He gives Kelpie one last, dismissive look, says, "Lab accident," and walks away, shaking his head.

Margaret stays where she is, shoulders drooping as she clutches her clipboard to her chest and watches him go. Kelpie waits until he reaches the stairs, until he's well and truly gone, before she moves around her desk and puts a hand on Margaret's shoulder, offering what comfort she can.

"It'll be all right," she says.

"No, it won't," says Margaret. She reaches into the pocket of her lab coat, pulling out something small, which she slips into her mouth and beneath her tongue. "We're being shut down, Kelpie. That means they close the lab, liquidate its assets, and reassign our researchers. I worked for years to get this project approved, and it's working—it's working. We've been calling the incarnates more and more concretely into their vessels since last year's breakthrough, and we were going to have a usable one soon, I know we were."

"Why do we want a Lunar, anyway?"

The question is earnestly asked, and Margaret only sighs a little as she looks back at her. "I've told you this half a dozen times."

"My memory isn't what it used to be," says Kelpie. "That's why I'm not allowed to mix anything potentially explosive."

"Right. Right. Okay, do you remember the Impossible City?"

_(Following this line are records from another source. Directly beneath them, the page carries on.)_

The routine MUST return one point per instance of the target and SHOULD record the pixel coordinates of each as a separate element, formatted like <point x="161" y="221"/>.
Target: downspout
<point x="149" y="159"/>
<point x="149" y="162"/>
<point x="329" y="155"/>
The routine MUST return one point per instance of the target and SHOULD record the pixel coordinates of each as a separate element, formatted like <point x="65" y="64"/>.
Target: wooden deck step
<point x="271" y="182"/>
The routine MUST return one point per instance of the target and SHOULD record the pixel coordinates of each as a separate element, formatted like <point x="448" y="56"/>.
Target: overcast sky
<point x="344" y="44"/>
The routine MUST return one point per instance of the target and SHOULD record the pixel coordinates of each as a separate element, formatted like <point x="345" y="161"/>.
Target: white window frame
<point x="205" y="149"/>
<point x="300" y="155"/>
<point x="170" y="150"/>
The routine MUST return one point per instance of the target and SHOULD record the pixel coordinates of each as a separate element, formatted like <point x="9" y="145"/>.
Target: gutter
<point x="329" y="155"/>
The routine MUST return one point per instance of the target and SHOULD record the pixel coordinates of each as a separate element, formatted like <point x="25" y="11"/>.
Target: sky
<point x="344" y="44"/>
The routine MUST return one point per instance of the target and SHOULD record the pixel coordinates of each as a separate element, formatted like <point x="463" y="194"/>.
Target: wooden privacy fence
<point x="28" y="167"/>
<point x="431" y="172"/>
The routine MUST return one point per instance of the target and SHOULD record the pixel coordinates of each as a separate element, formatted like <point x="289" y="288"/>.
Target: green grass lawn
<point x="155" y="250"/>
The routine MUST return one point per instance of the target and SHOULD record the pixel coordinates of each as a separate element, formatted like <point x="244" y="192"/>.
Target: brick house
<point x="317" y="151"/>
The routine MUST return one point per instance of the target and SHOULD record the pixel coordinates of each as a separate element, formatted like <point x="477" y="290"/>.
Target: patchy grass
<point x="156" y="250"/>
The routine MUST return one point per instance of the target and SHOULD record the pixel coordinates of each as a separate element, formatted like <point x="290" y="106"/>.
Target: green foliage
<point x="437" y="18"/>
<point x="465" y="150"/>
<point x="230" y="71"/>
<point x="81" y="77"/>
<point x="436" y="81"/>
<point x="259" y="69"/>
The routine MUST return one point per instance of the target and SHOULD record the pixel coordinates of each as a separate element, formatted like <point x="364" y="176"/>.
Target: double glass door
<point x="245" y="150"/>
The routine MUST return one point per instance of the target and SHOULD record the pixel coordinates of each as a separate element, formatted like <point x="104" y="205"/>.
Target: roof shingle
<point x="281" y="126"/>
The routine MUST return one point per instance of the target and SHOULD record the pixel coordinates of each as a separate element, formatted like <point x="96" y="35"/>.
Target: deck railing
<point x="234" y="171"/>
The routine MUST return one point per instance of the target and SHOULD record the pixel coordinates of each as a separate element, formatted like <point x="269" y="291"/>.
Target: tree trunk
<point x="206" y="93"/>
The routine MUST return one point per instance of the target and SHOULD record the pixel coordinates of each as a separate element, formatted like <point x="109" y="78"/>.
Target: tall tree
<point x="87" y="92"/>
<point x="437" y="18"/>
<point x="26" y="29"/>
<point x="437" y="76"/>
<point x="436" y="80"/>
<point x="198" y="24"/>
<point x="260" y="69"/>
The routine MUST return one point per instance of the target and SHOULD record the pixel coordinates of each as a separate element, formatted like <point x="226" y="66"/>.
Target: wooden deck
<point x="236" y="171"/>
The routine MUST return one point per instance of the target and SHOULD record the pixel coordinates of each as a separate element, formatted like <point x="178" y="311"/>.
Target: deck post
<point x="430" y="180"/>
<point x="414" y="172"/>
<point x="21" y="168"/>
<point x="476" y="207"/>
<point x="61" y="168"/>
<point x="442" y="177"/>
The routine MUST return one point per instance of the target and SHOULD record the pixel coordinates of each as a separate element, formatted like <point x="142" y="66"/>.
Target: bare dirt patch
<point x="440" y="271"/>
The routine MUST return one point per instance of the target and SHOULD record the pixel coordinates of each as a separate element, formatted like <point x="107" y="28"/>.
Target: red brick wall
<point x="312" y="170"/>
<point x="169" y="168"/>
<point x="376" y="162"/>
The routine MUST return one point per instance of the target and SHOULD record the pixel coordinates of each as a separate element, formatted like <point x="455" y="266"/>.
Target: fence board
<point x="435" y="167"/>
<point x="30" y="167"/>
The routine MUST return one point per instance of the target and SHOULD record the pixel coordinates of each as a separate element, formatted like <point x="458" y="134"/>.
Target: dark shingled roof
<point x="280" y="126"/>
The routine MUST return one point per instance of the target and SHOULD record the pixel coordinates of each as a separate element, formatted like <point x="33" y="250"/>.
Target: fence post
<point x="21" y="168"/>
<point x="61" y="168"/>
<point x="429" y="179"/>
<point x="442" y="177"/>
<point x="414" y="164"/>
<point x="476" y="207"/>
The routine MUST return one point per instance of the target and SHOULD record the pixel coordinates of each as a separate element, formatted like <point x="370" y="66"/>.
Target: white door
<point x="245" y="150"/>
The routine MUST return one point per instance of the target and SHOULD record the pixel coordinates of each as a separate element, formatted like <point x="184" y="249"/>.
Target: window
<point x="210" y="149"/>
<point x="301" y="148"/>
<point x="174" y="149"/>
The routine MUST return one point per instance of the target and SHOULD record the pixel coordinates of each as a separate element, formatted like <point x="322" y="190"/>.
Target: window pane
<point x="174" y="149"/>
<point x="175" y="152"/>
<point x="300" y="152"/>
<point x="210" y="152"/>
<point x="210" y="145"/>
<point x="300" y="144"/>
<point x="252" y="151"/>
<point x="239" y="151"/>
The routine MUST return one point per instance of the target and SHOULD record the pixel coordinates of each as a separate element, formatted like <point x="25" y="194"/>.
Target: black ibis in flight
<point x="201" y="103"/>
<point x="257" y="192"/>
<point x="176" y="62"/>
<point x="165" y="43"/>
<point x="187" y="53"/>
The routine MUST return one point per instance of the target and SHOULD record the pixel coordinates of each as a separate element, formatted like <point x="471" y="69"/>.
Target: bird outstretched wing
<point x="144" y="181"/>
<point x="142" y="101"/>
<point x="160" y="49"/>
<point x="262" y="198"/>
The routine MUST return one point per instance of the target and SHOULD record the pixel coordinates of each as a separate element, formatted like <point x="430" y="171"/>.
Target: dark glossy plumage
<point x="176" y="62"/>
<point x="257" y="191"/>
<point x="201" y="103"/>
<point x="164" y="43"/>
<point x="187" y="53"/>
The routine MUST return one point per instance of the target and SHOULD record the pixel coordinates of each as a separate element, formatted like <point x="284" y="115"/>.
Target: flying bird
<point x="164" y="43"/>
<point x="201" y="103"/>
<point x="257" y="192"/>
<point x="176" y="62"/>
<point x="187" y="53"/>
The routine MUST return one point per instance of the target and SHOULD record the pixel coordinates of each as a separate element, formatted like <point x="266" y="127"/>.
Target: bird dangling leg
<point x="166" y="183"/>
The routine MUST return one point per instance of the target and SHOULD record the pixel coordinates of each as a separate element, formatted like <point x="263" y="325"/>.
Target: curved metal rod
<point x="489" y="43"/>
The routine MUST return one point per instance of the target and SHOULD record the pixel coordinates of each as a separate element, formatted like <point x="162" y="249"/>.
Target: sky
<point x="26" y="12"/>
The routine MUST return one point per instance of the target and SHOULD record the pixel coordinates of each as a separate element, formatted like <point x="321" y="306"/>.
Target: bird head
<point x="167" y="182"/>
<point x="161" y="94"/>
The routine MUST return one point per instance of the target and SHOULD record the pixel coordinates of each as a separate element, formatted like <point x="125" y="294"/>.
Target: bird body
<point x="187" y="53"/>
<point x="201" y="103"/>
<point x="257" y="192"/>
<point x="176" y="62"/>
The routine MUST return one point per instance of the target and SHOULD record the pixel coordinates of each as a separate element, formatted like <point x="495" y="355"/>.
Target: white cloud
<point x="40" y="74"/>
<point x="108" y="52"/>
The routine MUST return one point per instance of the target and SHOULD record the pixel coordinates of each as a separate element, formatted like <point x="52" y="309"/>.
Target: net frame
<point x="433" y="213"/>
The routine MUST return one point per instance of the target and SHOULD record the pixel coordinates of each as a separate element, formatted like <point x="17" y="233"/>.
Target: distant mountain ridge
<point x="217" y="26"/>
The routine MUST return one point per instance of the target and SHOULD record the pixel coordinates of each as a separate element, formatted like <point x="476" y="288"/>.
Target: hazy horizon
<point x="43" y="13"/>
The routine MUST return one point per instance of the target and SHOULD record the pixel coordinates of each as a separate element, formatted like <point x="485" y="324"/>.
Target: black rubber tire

"I'd have to be a lot more scrambled than I am to forget that," says Kelpie. The Impossible City is Olympus, Avalon, Atlantis—the goal at the end of the long, winding, improbable alchemical road. Everything they do is in service of the City, of finding the way to get there before someone else can beat them to the gates. Before Reed's escaped, feral cuckoos can seize it as their own and refuse it to the decent, hard-working, real people who deserve to hold it.

"Just making sure," says Margaret. "Most people can't enter the City under normal circumstances. The Seasonals can, during a coronation, and we have reason to believe they become permanent residents after they finish serving their seasons. Some Elements can pass the borders, depending on their situations, and of course, Reed's cuckoos have the authority to claim the Tower if they so choose."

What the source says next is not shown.